This pilot study is the first to apply the computerized IMITAF treatment to patients with ataxic dysarthria resulting from cerebellar involvement. IMITAF has previously been used to improve word-finding difficulties in those with aphasia [31,32] as a systematized, intensive, and personalized program focused on speech action imitation, grounded in motor learning principles, and underscoring the crucial role of the cerebellum [3].

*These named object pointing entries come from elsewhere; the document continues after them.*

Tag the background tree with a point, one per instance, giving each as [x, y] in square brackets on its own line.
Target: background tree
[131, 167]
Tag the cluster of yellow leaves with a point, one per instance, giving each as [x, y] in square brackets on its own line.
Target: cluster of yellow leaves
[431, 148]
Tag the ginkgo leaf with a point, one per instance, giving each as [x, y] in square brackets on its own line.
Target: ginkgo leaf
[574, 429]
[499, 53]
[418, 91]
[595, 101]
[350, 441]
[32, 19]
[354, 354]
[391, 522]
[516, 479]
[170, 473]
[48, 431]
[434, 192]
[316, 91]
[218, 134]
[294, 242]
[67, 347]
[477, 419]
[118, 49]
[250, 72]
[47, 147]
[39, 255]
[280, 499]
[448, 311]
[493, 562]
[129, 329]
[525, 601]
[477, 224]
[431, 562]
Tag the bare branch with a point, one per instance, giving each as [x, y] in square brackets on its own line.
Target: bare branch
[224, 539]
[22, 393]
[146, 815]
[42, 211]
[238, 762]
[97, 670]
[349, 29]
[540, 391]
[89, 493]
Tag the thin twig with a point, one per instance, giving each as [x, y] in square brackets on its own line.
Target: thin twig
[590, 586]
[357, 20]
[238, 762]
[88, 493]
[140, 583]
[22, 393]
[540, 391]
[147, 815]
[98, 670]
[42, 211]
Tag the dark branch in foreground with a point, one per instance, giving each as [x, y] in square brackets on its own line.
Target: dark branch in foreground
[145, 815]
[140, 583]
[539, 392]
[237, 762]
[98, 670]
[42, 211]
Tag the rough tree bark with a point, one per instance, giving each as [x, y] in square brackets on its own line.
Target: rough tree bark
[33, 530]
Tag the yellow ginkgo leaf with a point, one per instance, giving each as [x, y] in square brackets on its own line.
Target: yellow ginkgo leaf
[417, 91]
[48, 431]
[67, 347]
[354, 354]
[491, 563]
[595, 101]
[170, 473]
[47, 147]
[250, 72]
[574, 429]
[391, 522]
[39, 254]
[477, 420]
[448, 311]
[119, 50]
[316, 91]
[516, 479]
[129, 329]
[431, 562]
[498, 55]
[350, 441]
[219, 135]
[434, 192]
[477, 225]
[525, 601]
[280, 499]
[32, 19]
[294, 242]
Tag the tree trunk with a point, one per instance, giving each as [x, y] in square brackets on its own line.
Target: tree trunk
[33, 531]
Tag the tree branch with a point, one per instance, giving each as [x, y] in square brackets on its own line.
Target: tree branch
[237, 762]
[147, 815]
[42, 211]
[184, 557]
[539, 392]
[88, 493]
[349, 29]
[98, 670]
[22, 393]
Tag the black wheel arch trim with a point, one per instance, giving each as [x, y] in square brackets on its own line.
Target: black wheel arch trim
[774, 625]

We hypothesized that IMITAF could be particularly suitable for addressing ataxic dysarthria as this condition primarily involves peripheral speech deficits related to motor control and coordination. The use of standardized materials with progressively increasing difficulty enables tailored interventions, adapting them to each patient’s specific abilities and promoting gradual improvements in articulatory accuracy and prosody.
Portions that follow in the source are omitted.